Open gabrielasd opened 5 months ago
Hi @gabrielasd . Would love to work on this issue. Am new to AtomDB and currently exploring the codebase in order to be able to help with some meaningful contributions.
By the way I was referring to the Getting Started NoteBook and the following link (for a list of all the datasets available) seems to be pointing back to the same notebook.
Hi @Ansh-Sarkar, glad to hear you are interested in contributing to our package! And thanks for bringing this to our attention. You are correct, some of the links in that notebook are broken. Since this package is still in the stage of development for being released, there might be some incomplete or missing documentation.
For now I can point you to the folder where all datasets will be found once compiled:
https://github.com/theochem/AtomDB/tree/master/atomdb/datasets
From there the folders nist
and slater
contain some compiled atomic data (inside a db
folder) so that one can explore atomdb's features.
I'd also suggest you look at the hello_atomdb notebook, which is a more resent version of the one you are looking at.

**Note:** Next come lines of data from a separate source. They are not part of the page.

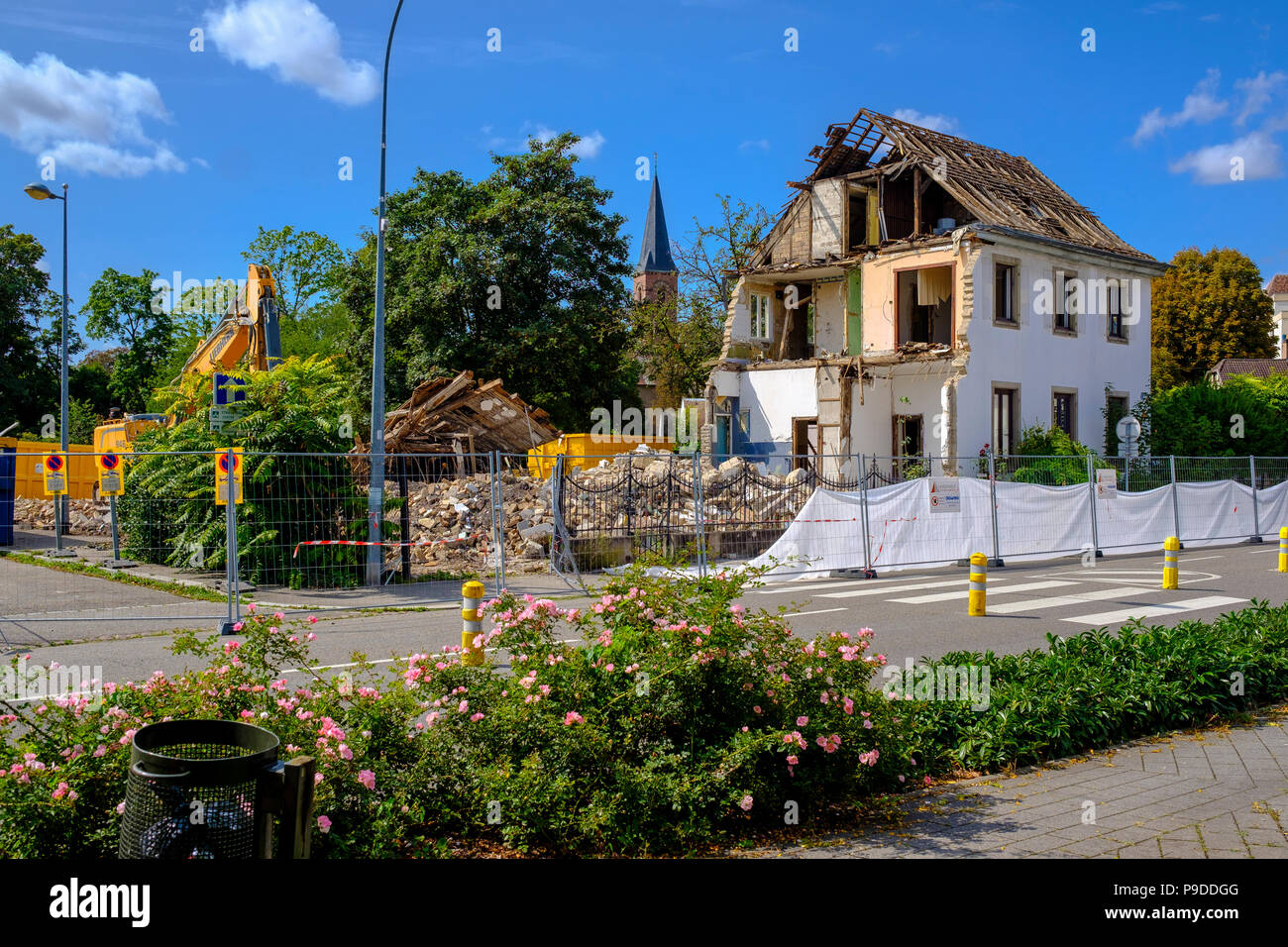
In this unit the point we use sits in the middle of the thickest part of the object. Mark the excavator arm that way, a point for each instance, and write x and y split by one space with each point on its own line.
249 326
248 329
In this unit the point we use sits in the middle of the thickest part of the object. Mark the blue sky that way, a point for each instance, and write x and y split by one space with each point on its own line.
175 157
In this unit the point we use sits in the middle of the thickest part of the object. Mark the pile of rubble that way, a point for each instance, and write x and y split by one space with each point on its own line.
85 517
454 518
660 493
451 521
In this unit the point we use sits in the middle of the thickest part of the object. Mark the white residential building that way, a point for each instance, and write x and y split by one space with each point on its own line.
926 295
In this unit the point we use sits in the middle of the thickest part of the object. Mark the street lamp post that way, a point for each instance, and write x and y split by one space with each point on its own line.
40 192
376 487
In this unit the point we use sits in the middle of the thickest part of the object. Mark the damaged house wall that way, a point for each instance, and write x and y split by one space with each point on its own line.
892 247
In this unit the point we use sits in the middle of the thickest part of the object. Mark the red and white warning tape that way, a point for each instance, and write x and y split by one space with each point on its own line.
368 543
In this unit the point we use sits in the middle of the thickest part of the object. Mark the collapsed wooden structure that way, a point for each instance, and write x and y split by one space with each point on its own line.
447 421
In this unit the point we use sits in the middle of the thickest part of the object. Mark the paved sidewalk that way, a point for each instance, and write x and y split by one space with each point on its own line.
1214 793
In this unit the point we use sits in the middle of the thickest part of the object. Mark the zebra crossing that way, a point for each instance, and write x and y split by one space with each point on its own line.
1107 596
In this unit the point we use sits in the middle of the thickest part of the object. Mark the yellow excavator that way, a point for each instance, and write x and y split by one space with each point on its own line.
249 330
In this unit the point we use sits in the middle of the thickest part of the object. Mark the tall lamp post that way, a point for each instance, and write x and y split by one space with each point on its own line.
376 487
39 192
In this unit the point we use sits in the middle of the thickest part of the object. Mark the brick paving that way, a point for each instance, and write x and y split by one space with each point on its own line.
1210 793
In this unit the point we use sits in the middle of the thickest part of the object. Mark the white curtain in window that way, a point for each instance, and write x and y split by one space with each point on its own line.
934 285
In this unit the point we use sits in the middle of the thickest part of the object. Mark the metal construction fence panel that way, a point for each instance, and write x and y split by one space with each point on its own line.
303 534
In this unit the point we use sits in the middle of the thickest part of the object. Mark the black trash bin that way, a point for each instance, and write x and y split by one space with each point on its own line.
209 789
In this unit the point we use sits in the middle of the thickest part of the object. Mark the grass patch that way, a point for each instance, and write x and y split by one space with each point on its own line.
180 589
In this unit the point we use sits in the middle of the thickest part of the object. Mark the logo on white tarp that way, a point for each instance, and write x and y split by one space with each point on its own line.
944 495
1107 483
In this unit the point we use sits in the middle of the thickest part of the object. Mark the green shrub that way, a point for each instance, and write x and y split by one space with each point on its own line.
681 719
1102 688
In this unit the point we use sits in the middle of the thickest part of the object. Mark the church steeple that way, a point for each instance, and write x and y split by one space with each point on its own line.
656 272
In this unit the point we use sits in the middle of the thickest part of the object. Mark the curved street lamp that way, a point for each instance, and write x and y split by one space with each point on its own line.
39 192
376 486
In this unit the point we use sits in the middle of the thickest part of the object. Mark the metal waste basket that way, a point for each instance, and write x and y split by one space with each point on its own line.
210 789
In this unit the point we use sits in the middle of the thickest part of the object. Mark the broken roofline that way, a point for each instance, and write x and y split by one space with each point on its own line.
991 185
833 265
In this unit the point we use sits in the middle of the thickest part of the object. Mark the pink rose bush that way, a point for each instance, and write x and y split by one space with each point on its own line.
656 733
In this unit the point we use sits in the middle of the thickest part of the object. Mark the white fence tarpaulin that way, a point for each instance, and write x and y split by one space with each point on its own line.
906 528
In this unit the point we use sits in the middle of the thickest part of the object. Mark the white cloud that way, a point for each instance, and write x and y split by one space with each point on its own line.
82 119
297 43
1262 158
1257 93
935 123
1201 106
589 146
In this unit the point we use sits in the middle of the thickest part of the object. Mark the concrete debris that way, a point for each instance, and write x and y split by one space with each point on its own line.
85 517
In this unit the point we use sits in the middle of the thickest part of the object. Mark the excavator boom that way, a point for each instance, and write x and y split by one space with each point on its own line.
248 329
248 326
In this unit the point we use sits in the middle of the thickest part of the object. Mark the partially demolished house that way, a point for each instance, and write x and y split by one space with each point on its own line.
921 294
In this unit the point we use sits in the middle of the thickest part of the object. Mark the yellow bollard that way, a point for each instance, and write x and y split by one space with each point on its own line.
472 596
978 583
1171 573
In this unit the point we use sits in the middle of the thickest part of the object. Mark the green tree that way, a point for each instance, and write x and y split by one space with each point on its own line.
90 380
679 339
121 307
1201 420
1207 307
518 277
27 389
715 252
193 318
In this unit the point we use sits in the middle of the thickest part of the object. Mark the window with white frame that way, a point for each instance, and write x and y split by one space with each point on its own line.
1004 292
1115 313
1068 300
760 320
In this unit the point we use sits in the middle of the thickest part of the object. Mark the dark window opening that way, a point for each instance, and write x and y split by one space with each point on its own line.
1004 292
1005 420
858 227
907 444
1116 312
1067 302
1061 411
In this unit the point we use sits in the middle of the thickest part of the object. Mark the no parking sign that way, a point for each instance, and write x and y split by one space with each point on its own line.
111 474
55 474
228 471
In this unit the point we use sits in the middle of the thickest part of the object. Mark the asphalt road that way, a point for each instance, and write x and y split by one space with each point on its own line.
913 613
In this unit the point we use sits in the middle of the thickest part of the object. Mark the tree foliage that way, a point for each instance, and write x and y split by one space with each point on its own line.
29 384
303 407
308 268
1207 307
679 339
121 307
516 275
1241 416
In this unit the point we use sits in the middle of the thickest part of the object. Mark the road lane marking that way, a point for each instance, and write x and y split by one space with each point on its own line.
845 583
961 592
897 589
1192 604
1070 599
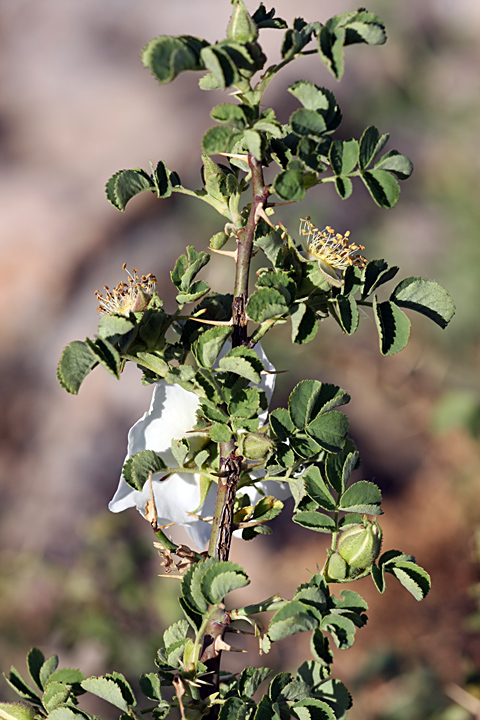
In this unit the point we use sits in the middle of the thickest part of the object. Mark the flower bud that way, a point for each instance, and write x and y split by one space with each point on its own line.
357 549
255 446
241 27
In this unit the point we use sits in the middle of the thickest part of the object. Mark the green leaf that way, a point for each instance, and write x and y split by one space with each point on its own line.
371 144
317 489
125 184
348 314
35 660
218 139
230 114
48 667
244 403
426 297
15 680
290 620
313 520
137 469
162 178
400 165
106 354
113 327
69 676
382 186
244 362
341 628
393 326
266 303
55 694
362 497
75 363
150 685
281 423
288 185
253 140
221 579
315 709
187 267
414 578
209 344
343 156
375 274
311 96
308 123
343 186
220 433
329 430
304 323
310 398
106 689
168 56
250 680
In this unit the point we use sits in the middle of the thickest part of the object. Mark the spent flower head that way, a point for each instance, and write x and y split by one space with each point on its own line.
131 296
333 251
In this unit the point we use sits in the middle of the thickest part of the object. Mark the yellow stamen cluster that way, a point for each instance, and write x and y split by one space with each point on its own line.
131 296
330 247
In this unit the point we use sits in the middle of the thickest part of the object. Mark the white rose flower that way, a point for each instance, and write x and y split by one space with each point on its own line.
171 415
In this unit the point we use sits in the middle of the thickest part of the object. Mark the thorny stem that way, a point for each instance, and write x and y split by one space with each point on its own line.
230 463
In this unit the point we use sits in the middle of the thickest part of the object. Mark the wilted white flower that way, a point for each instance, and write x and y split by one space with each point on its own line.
171 416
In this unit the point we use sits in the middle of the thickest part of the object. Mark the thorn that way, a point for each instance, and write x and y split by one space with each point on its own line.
228 253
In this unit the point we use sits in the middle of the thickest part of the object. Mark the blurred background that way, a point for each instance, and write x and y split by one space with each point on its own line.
76 106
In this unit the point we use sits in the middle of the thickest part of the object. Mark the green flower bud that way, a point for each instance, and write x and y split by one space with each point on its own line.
255 446
357 549
241 27
218 240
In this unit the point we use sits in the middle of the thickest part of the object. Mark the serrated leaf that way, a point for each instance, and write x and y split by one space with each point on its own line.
219 433
414 578
230 114
290 620
218 139
382 186
150 686
35 660
400 165
308 123
348 314
371 144
313 520
15 680
106 689
69 676
55 694
250 680
221 579
75 363
393 326
317 489
362 497
47 669
375 274
125 184
304 323
106 354
137 469
341 628
168 56
266 303
209 344
426 297
288 185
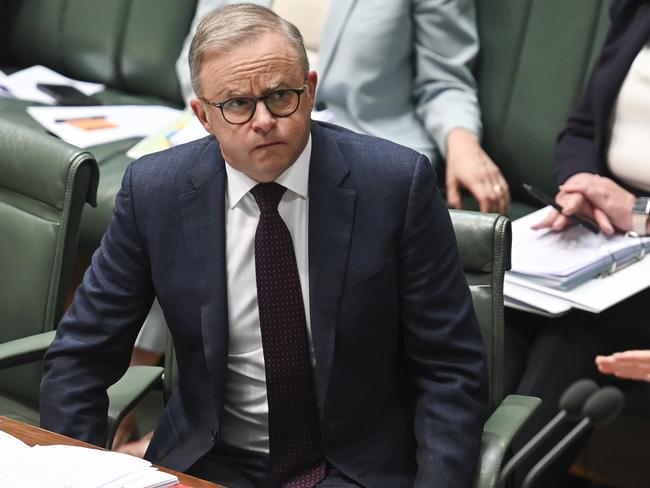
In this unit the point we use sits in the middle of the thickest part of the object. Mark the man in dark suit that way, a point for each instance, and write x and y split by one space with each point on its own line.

In regards to this issue, I should mention it is also related to #16. They both refer to the same problem of how to document and make available to the user the properties stored from each source of atomic data. For an idea of the properties we aim to support you can see issue #4.
Please, don't hesitate to ask if you have any questions or need further assistance.
Thank you @gabrielasd for directing me to the aforementioned resources. They were very helpful! I've gone through the entire codebase and tried to analyze how everything comes together. Briefly mentioning my learnings here before commencing to a few proposed solutions. Please do let me know if there are any flaws in my understanding. Hopefully this also helps new contributors get started with their contributions faster.
All the datasets can be found in this folder: /atomdb/datasets/
. Under some of the folders corresponding to a dataset (/gaussian
, /nist
, /slater
as of this writing) we have a folder named db
consisting of certain MessagePack files that act as the source of data.
Whenever the load()
method is called with specific parameters (element
, charge
, multiplicity
, ...optionals
) data is fetched from the MessagePack files and an object of the Species
class is returned. The actual data is present in an instance of the SpeciesData
class that is initialized internally and used by the Species
class, which provides a few other utility functions while acting as a wrapper for the SpeciesData
object. The __init__.py
file present under each available dataset folder, acts as a script that converts the data from different dataset formats, and standardizes it by creating corresponding Species
class instances. These instances form the fundamental format of data on which AtomDB works.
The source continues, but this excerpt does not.